Even if Russia were to occupy every inch of Ukraine, it will still have lost.

In previous eras, the outcome of a war was decided by who took territory and held it.

This is not previous eras.

Russia lost this war when, in just a few days, 100,000 Ukrainians fled from Russian shelling, and their stories were broadcast live over Facebook, Twitter, and TikTok. There are now over 3,000,000 Ukrainians who have fled their country, and an estimated one in five Ukrainians have been displaced by Russian bombardments.

Russia lost this war when photos and videos of Russian war crimes began filling our papers and TV screens.

Russia lost this war when coordinated worldwide sanctions shut down all financial connections, all tourism, all commerce with the outside world.

Russia lost this war when it passed a law that made speaking the truth punishable by 15 years imprisonment.

This war is a historical blunder comparable to Napoleon or Hitler’s fateful invasions of Russia. And the outcome for Russia will be the same: failure, humiliation, pariah status.

Putin has lost this war. Russia has lost this war. It is only a question of how quickly that fact is accepted, and what cost Russia and the rest of us will pay.

So is there a way we ordinary citizens can help bring the war to an end sooner rather than later?

Yes, by understanding that Russia is fighting and losing a 20th-century war, and by supporting a 21st-century global guerilla war of resistance.

A guerilla war (see Vietnam, Afghanistan, Algeria) is won not by taking territory, but by imposing such a heavy cost on the occupiers that they must cut their losses and depart. So while the West must continue to help Ukraine defend against Russia’s 20th-century aggression by providing arms and other types of assistance, other things must also continue, to help Ukraine win its 21st-century war:

SANCTIONS ~ We need to support every available non-military sanction, including a worldwide boycott on Russian oil and gas. Will this impose a heavy economic cost on Europe and the US? Sure. But the long-term cost of not acting swiftly, decisively, with unity, will be far worse.

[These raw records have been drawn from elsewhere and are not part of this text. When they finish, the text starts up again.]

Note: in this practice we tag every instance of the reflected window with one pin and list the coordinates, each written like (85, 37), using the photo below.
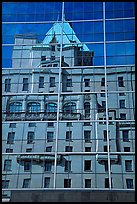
(87, 165)
(87, 149)
(7, 165)
(27, 166)
(46, 182)
(125, 135)
(106, 182)
(15, 107)
(50, 124)
(5, 183)
(10, 139)
(69, 136)
(129, 183)
(122, 103)
(12, 125)
(43, 58)
(52, 81)
(48, 165)
(87, 183)
(126, 149)
(123, 116)
(67, 183)
(25, 84)
(51, 107)
(30, 137)
(70, 107)
(67, 166)
(49, 149)
(8, 150)
(50, 136)
(7, 85)
(33, 107)
(87, 135)
(41, 82)
(26, 183)
(68, 149)
(128, 165)
(87, 82)
(87, 109)
(120, 82)
(69, 82)
(103, 81)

SHARING ~ Everyone with friends and relatives and connections in Russia should do everything they can to share real news, videos, photos, and information from the Ukrainian front directly, via email, chat, etc. Don’t assume contacts will (or can) find out on their own (especially with almost all social media shut down). The Russian propaganda veil is getting thicker by the day. Russians are being fed the lie that “there’s nothing to see here.” They may not be looking for alternative information. You need to share it.

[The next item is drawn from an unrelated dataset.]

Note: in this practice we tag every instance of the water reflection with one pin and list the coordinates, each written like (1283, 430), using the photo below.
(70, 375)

FRAMING ~ How the story is told is critical. Frame all communications and discussions with the clear, unequivocal message that Russia has already lost this war, that it is a fundamentally unpatriotic, criminal war that is against everything that thinking Russians stand for.

But let’s also be realistic. This is not a war dreamed up and prosecuted by one man. A country of 150 million is not run by one man. There is a cadre of siloviki – leaders of power ministries like defense and security – who run the show. And while Putin is not their puppet, he is their guy. They are in this together.

Until they aren’t.

But would those around Putin unite to unseat him as a face-saving way to extract Russia from this lost cause? Perhaps. But, then again, anyone in a position to make such a move has likely been in on this crime from the beginning.

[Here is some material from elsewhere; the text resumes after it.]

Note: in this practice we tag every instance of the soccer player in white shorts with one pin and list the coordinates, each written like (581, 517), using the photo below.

Culturally, perhaps the only thing more heinous to Russians than surrendering to an enemy is being a traitor (witness Putin’s venomous enemy of the people style speech last week). And any move like that would be easy to paint as traitorous.

Until it isn’t.

Thus the framing, the sanctioning, the sharing.

Those at all levels of Russian society and power need to be bombarded with the truth that this war is un-Russian, un-patriotic, inhumane. That they are being fed a pack of lies by the war criminals in the Kremlin. They need to comprehend the high personal, professional, and national costs that are mounting with each passing day (the 250,000 Russians fleeing their homeland is proof that many already get this).

A few brave souls are beginning to speak out. And in that there is hope.

But let us never forget that Putin is not the Russian people. The oligarchs are not the Russian people.

We should continue to love the Russian people while loathing their state. But at some point we do need to expect the Russian people to take responsibility for what their state is doing in their name. In the long term, there really is no other way Russia can be steered to the right side of history.